The test identifies 3 mutations (FGFR3, TERT, HRAS) and 3 methylations (OTX1, ONECUT2, TWIST1) from urine samples with volumes as low as 2ml in some patients within their study cohort.
Of 1092 patients who provided a voided urine specimen, only 1003 met inclusion criteria. Of these, 118 had urine specimens that could not be analyzed. This left 885 patients for analysis.
- The 118 patients are an issue - ~10% of patients whose urine didn’t yield results
- The presenter herself addressed this – they did not require a specific volume of urine be submitted. While volume isn’t necessarily the issue, it is the concentration that matters. Despite that, more volume increased yield. So, in the future, they will specify volume to be submitted and request 2 samples (has been shown to increase yield).

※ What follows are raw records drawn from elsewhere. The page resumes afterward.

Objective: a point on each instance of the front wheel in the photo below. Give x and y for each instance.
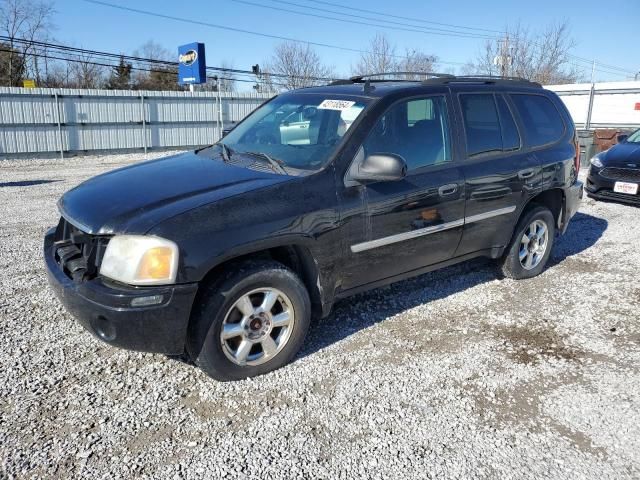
(531, 245)
(251, 322)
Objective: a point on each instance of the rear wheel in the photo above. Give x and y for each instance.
(531, 245)
(251, 322)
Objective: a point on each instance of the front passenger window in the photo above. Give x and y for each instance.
(417, 130)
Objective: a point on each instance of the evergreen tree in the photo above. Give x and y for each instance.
(120, 78)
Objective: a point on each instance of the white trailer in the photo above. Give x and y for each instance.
(614, 105)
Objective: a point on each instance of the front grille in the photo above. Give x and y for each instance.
(621, 174)
(79, 254)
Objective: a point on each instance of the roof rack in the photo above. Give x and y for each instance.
(435, 78)
(371, 77)
(486, 79)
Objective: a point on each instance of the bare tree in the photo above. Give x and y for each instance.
(295, 66)
(227, 80)
(153, 74)
(542, 57)
(379, 57)
(85, 73)
(416, 61)
(27, 22)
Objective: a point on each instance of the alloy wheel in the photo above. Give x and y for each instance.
(533, 244)
(257, 327)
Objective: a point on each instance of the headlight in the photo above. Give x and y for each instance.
(596, 162)
(140, 260)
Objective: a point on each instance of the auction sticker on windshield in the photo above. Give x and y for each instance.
(336, 105)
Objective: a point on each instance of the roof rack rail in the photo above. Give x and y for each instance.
(434, 78)
(483, 79)
(371, 77)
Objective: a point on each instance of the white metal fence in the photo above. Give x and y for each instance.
(44, 120)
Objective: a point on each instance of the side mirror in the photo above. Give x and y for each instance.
(225, 131)
(377, 167)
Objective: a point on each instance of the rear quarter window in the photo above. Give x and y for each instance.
(542, 121)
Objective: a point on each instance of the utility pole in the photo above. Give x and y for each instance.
(504, 59)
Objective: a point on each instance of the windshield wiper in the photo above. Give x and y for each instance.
(277, 164)
(226, 152)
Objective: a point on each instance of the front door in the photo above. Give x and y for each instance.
(418, 221)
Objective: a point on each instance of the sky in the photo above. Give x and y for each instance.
(610, 35)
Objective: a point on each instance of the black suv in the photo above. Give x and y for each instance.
(228, 252)
(615, 173)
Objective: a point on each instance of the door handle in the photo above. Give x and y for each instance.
(528, 173)
(448, 189)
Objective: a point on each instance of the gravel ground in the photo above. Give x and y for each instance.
(455, 374)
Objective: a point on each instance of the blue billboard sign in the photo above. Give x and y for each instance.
(192, 65)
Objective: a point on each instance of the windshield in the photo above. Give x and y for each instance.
(634, 137)
(298, 130)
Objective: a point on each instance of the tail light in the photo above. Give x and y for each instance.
(576, 143)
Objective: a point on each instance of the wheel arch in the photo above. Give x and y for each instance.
(294, 255)
(553, 199)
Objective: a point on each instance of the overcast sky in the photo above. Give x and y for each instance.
(602, 32)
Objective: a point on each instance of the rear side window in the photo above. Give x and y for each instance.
(488, 123)
(481, 123)
(510, 135)
(541, 118)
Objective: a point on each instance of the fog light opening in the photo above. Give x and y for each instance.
(147, 301)
(104, 329)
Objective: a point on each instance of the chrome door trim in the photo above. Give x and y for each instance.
(493, 213)
(401, 237)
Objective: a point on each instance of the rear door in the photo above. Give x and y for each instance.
(417, 221)
(500, 173)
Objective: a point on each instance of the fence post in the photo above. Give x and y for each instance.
(60, 142)
(144, 123)
(591, 95)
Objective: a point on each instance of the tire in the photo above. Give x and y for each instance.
(537, 251)
(256, 338)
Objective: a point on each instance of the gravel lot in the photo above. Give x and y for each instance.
(455, 374)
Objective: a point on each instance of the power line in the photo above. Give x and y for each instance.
(385, 14)
(500, 32)
(167, 63)
(192, 21)
(424, 30)
(112, 65)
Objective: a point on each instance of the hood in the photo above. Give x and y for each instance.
(622, 154)
(136, 198)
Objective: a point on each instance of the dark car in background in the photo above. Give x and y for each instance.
(228, 252)
(615, 173)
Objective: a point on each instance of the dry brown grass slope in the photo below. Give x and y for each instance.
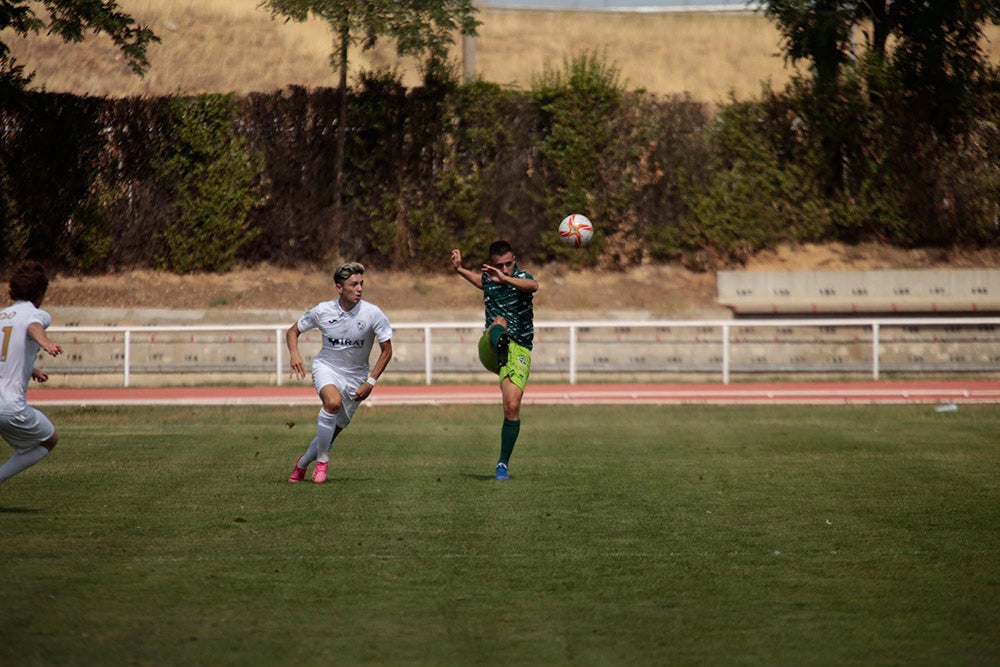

The initial model combined age + methylation + mutation markers. The assay resulted in an AUC of 0.92, with 88% sensitivity and 80% specificity. Negative predictive value was 98%.

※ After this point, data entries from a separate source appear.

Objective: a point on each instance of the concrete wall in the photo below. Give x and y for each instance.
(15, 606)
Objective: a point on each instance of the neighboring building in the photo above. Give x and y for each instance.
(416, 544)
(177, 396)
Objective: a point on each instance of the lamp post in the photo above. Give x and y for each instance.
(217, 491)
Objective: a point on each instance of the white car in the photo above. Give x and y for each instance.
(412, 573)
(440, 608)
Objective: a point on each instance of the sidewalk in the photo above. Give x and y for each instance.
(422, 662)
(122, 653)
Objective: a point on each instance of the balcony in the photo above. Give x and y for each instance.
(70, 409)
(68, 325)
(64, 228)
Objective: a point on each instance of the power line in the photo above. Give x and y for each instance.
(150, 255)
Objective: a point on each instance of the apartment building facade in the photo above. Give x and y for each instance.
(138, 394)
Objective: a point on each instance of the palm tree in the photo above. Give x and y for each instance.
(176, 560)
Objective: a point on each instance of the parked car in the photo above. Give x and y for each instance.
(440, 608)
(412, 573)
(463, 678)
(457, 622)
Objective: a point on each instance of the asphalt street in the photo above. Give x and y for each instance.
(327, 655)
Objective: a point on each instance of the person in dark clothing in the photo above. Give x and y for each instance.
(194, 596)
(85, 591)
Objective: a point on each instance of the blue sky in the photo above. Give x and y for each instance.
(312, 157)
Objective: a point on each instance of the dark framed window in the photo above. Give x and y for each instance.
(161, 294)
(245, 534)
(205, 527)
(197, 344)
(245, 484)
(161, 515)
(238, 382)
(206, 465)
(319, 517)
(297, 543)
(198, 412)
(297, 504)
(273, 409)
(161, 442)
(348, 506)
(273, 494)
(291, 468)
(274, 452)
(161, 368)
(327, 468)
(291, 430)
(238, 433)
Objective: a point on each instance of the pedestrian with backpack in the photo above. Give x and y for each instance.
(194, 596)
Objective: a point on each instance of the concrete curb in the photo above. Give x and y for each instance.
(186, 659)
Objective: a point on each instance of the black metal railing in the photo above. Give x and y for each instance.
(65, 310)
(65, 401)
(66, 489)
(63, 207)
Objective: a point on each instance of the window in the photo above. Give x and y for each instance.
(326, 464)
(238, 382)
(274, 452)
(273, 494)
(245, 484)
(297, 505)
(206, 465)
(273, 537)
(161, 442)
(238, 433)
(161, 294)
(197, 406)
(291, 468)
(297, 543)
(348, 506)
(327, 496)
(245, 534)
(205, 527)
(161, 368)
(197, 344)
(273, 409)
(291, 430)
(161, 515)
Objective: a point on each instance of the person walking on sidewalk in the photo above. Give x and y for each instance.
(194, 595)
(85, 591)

However, when they substituted nature of hematuria (macro or microscopic) instead of age, the assay resulted in an AUC of 0.95, with 93% sensitivity and 81% specificity. Negative predictive value was 99%.
In terms of missed diagnoses, there were 6/101 in patients with macroscopic hematuria and 2/14 in patients with microscopic hematuria. There were 9 false positives in the entire cohort (all in microscopic hematuria). All upper tract tumors were detected.

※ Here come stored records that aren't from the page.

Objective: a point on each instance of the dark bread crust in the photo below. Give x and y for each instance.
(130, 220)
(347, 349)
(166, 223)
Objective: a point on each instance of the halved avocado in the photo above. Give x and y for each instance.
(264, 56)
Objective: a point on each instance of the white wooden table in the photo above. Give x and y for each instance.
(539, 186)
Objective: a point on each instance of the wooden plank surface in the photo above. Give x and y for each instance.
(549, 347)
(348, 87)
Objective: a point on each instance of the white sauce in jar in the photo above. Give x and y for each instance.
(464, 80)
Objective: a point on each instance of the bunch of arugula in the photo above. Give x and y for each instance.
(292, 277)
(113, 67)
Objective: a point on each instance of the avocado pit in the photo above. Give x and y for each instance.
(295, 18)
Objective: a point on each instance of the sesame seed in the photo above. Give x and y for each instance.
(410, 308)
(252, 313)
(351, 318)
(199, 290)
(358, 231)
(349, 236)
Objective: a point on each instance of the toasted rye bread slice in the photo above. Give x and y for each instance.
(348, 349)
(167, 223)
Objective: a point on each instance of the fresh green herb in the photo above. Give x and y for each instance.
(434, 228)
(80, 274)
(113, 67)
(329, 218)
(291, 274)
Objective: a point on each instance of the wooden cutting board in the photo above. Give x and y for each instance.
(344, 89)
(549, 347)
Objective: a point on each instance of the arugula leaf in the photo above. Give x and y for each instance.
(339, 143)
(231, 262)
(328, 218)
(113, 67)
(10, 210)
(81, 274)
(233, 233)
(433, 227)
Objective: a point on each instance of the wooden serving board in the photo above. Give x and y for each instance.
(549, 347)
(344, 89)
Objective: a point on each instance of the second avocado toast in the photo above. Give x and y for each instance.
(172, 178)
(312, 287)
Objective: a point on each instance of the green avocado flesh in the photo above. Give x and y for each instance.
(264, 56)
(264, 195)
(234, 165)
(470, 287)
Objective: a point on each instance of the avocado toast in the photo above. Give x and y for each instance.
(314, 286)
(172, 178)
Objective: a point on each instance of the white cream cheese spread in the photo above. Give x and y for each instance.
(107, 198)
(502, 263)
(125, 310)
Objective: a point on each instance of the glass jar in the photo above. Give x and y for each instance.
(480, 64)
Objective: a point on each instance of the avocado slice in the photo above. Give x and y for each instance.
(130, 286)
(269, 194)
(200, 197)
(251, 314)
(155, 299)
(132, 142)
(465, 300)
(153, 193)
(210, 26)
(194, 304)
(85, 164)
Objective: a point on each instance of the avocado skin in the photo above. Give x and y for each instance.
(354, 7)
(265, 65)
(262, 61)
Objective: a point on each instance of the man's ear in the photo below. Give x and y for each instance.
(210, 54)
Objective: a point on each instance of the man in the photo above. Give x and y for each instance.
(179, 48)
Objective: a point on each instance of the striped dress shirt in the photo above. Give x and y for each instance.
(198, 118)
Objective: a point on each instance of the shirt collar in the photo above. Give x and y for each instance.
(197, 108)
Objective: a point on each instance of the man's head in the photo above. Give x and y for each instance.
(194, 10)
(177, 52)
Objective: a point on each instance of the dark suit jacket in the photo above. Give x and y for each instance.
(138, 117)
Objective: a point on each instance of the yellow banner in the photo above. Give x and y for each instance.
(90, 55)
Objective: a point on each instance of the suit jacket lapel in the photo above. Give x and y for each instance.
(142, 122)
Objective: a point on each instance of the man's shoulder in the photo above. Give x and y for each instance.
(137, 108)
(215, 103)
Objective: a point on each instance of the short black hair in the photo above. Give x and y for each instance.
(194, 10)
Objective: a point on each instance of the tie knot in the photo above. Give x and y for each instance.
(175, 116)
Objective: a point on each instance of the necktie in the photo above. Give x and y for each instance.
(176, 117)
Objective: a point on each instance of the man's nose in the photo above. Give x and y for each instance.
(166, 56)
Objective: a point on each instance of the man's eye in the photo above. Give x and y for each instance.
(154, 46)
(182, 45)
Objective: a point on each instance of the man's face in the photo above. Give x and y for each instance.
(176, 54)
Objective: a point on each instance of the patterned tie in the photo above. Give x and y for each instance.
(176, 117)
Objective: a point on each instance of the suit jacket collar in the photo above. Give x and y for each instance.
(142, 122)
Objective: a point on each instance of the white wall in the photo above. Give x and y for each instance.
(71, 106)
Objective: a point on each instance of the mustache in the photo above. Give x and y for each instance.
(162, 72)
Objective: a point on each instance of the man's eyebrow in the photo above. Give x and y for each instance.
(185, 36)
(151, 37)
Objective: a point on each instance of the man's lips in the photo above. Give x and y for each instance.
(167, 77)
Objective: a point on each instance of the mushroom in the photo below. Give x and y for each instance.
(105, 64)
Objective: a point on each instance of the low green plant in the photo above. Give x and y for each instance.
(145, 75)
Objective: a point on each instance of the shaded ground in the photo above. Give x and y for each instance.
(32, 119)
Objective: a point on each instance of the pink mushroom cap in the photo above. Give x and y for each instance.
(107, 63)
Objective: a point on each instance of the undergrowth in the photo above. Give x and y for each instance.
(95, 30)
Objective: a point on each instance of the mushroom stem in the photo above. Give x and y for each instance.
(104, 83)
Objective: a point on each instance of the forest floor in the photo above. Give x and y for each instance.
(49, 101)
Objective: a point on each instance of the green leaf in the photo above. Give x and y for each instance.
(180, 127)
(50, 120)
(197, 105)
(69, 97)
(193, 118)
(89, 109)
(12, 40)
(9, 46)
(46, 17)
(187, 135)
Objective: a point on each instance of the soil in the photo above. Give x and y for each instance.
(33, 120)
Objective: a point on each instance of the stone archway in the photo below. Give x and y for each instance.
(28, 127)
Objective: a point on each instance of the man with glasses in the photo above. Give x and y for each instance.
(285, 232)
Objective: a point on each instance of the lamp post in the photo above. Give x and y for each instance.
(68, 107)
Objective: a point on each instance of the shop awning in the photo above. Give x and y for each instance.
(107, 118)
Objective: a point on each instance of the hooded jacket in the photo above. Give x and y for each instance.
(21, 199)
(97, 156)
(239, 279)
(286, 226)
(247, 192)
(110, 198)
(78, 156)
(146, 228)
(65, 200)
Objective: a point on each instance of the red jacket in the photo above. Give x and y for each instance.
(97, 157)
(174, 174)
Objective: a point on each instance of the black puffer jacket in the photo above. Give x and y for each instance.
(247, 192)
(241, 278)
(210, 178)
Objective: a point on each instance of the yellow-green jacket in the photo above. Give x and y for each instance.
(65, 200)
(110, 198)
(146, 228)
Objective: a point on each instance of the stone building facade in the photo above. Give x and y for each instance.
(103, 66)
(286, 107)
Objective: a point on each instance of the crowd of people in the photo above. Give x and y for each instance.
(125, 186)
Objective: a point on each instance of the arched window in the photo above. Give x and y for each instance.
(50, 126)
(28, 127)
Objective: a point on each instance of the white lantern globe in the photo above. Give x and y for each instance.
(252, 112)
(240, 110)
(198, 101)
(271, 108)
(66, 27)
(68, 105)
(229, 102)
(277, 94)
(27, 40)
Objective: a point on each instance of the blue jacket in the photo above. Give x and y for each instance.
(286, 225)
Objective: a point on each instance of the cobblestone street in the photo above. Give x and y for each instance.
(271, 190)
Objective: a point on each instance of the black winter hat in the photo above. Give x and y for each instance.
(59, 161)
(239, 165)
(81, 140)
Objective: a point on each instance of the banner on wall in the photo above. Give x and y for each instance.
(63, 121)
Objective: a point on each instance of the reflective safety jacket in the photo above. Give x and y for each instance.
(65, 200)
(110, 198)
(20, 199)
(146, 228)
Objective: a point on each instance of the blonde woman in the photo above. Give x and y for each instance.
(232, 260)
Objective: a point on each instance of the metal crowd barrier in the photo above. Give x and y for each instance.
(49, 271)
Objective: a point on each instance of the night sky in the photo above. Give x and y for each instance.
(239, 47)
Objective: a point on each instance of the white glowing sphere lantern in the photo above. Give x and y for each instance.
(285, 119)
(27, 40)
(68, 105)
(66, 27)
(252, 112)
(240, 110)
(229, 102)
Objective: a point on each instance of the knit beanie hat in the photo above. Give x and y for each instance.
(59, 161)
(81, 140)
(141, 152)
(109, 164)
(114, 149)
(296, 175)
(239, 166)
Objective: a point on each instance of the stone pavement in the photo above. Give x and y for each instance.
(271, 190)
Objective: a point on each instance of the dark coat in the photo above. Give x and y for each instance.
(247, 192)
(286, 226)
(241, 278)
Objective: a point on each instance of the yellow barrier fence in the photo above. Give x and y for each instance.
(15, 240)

These results are truly remarkable, and in some ways, almost too hard to believe! Yet, as they have demonstrated in a large prospective dataset the efficacy of this test, it is very convincing as the real-deal. The assay will now be developed for clinical use, and is being developed commercially by MDxHealth, Inc.
The development of such an assay has long been a dream for clinicians who see large volumes of hematuria patients. The current standard of care, which includes axial imaging, cystoscopy, and urine cytology for some patients, is costly, time-consuming, and not 100% diagnostic. Having a urine-based biomarker test to select which patients should undergo more intensive testing is a potential game-changer for our field. In this study alone, nearly 88% of patients might have been spared cystoscopic evaluation if the biomarker test were used as an initial screening tool.
Of course, the test still needs to be proven in the screening role, but it is likely that it will play an important role in future hematuria algorithms. Surely, this test will also be studied for use in patients under bladder cancer surveillance and potentially to even evaluate patients after neoadjuvant chemotherapy to assess the need for radical cystectomy (identifying T0 patients).
Limitations / Discussion Points:
1. One of the audience members asked about logistics:
- volume of urine received ranged from 2-100 mL
- concentration is more important than volume
- 2 samples better than 1
- Results take about 3 days to return
References:
1. van Kessel KE, Beukers W, Lurkin I, Ziel-van der Made A, van der Keur KA, Boormans JL, Dyrskjøt L, Márquez M, Ørntoft TF, Real FX, Segersten U, Malats N, Malmström PU, Van Criekinge W, Zwarthoff EC. Validation of a DNA Methylation-Mutation Urine Assay to Select Patients with Hematuria for Cystoscopy. J Urol. 2017 Mar;197(3 Pt 1):590-595. doi: 10.1016/j.juro.2016.09.118. Epub 2016 Oct 13
2. van Kessel KE, Van Neste L, Lurkin I, Zwarthoff EC, Van Criekinge W. Evaluation of an Epigenetic Profile for the Detection of Bladder Cancer in Patients with Hematuria. J Urol. 2016 Mar;195(3):601-7. doi: 10.1016/j.juro.2015.08.085. Epub 2015 Aug 29.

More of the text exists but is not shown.